Review: You Will Meet a Tall Dark Stranger

Woody Allen comedy about the anxieties, ambitions and romantic misfortunes of a pair of married couples. The brilliant cast includes Josh Brolin, Naomi Watts, Anthony Hopkins and Antonio Banderas. Find movie times and read more.


Woody Allen’s ‘latest’ is from 2010, finally making its way Kiwi-side three years after its Cannes debut. Set in London, Woody’s lens follows two generations of related married couples as they negotiate desire, deceit, jealousy and ambition. Neither ribald comedy nor dark tragedy, Allen employs a deft lightness of touch to deal with big issues of fidelity, faith, fraudulence and fate.
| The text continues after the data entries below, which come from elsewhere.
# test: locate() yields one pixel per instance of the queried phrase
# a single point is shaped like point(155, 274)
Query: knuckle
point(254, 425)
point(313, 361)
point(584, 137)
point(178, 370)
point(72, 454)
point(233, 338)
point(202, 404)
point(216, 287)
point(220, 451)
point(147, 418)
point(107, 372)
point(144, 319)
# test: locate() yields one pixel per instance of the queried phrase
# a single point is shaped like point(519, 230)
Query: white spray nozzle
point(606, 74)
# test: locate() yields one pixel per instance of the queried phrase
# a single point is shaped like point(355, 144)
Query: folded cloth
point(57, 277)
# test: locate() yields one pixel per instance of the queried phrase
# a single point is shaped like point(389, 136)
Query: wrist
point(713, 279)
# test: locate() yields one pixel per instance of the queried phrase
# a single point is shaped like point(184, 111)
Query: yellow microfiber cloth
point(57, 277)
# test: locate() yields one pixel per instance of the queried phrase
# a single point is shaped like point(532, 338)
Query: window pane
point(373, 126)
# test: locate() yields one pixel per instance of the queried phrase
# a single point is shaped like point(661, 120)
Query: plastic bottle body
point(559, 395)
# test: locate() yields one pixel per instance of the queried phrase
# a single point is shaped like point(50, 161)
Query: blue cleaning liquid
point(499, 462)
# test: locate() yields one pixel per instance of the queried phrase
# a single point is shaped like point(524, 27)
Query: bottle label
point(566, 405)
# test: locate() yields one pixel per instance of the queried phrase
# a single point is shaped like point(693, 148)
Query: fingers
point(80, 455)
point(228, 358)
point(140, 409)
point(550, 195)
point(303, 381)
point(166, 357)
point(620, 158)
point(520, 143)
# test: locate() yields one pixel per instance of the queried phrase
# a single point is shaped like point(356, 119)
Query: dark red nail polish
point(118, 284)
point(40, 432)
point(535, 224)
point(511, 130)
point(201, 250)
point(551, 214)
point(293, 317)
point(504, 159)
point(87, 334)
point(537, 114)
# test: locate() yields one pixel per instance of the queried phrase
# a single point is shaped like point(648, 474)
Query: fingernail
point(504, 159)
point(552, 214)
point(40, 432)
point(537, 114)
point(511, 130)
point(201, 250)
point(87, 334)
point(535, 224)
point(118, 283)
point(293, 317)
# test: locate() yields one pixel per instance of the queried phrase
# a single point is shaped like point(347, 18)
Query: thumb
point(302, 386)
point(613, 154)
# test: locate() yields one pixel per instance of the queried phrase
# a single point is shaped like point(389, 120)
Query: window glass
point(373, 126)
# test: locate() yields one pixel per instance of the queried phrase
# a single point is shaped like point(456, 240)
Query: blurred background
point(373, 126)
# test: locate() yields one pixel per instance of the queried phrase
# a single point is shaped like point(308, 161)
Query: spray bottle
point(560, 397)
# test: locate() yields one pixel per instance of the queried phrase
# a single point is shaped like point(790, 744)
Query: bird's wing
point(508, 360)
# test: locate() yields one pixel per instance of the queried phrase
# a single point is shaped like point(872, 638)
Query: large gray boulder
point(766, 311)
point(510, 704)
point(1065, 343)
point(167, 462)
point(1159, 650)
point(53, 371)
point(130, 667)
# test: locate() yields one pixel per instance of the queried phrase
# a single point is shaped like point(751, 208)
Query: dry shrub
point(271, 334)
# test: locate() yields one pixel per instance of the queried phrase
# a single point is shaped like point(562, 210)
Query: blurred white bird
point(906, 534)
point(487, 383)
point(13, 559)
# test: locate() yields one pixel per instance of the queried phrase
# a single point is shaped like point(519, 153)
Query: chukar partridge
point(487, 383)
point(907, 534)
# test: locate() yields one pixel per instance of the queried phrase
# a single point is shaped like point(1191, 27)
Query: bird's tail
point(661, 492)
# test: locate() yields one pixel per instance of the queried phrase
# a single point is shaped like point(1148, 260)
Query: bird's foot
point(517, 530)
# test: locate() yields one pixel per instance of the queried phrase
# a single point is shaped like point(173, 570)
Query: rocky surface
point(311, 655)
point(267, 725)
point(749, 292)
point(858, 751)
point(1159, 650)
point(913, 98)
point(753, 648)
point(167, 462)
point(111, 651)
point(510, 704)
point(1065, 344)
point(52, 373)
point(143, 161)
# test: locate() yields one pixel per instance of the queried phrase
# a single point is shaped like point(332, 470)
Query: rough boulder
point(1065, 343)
It comes over as intimate theatre adapted for the big screen, even opening with a quote from Macbeth, setting the scene for “a tale full of sound and fury, signifying nothing.” The cast are, as we’ve come to expect from Woody, first rate thespians, with solid, restrained performances from Anthony Hopkins, Naomi Watts, Josh Brolin, Antonio Banderas, and Ewen Bremner in a minor role as the morbidly monickered novelist, Henry Strangler. Poor Lucy Punch however must contend with playing Charmaine, a paper-thin, sexist cliché of a dumb-blonde, gold-digging call-girl who marries Hopkins for his cash. Think Mira Sorvino’s high-pitched hooker in Allen’s Mighty Aphrodite, only minus the stereotypical heart of gold.

For Allen aficionados its a throwback to Woody’s 1980s films, artfully shot with a jazz-peppered score. For those unconvinced by Allen’s oeuvre, it’s a rewarding ensemble drama with a narrative that operates on several levels. Every character is lying, not least to themselves, and all are scared of living alone and without meaning in a world where meeting a “tall dark stranger” might be less a romantic tryst than that final encounter with a bony dude wielding a scythe.